Are you happy for me to open that? I think the dental ones are no different to any other healthcare professionals at the moment. So, if you're a medic—and I sit around with medics all the time—they're having similar sorts of conversations. I don't think there's a simple answer to it but there are lots of key bits that I think we all seem to feel are important to that. There's certainly a generational issue. When I went through, the first thing I wanted to do was own my own practice. That's changing. The new guys coming through don't want that; they're looking at more life-work balances, which is great. You can't criticise that, but it does affect the dynamics, particularly in their late 20s and early 30s because they don't want mortgages, they want a bit of flexibility within that.
They're looking more broadly in the sense of their career over 30 to 40 years and what they want to do during that period, so that changes those early days. So, the younger dentist side of things—we are now dealing with a different group of individuals and I think, in Wales, because of the peculiarities just generally, as in medicine, and we have to look a bit more innovatively at how the demands of those individuals—. It's not like when I went through when it was very predictable, really. That's one issue with it.
I think the younger dentists coming through don't like the new contract. It's as simple as that. We see them in our health board from a training unit, where they have a very protected environment, and those within general practice, and you do see the sparkle go from their eye after a year or so because that contract is not a good environment. So, some of the changes we were talking about earlier on will start to affect that.
There is still a line between Wales and everywhere else. I speak to my colleagues in England and they say, 'I'm not going to Wales because—'; they see it as a barrier. So, it's how we break that down. One of the ways Wales has started to break that down and hopes to break that down is with something called national recruitment. So, a number of the key parts of the career pathway, where there's dental foundation training, dental core training, specialist training—a lot of those now are in national recruitment. And the idea with that is that we attract people in from England to come into the area, good people, and they will stay. We're finding that they're not necessarily staying; they're coming down, they're doing a year and then moving back to where their roots are. So, national recruitment is almost counter-productive at the moment—that's the feeling we are getting in our health board, that individuals who are coming in under national recruitment are not staying after a year or so.

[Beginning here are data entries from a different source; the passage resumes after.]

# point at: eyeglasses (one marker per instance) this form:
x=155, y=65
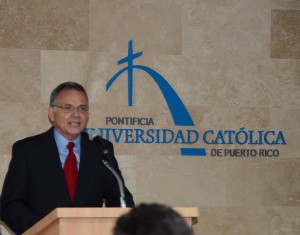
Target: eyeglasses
x=68, y=108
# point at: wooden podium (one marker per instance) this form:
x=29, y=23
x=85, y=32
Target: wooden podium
x=100, y=221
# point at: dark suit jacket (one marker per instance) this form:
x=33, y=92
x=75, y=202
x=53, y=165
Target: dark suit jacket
x=35, y=182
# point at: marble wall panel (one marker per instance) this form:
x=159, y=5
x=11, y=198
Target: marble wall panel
x=248, y=220
x=52, y=25
x=263, y=182
x=62, y=66
x=202, y=184
x=155, y=27
x=285, y=34
x=222, y=31
x=20, y=74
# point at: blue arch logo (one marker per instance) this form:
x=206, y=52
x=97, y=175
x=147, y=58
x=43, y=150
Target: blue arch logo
x=180, y=114
x=178, y=110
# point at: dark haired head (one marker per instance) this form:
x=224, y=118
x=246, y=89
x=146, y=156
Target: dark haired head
x=152, y=219
x=65, y=86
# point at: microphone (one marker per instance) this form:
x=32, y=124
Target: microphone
x=106, y=162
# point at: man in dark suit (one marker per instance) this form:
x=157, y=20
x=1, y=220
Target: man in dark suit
x=36, y=181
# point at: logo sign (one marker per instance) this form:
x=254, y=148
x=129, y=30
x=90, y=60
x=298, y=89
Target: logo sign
x=182, y=118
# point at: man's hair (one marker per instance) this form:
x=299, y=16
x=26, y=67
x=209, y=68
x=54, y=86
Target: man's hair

Specialist training is another layer within that. Very similar—the issue with that is that specialists, when they go through the training, to keep them they need the next bit and we're not really good sometimes at thinking ahead four or five years to say, 'Actually, this is what we want from a service point of view.' I think a lot of the training programmes need to be service-driven going forward, not historical, what's happened in the past. What are our service needs? We mentioned minor oral surgery, special care dentistry. We really need to be bumping up the training for those individuals and modern training, because that's what the service will need going forward, and having those individuals working within a primary care, community care environment rather than a hospital.
So, there's a whole range of things in there. I'm hoping HEIW, the 'I', our innovation, will be a key bit, because I think that's where we have to do. We have to start thinking outside the box.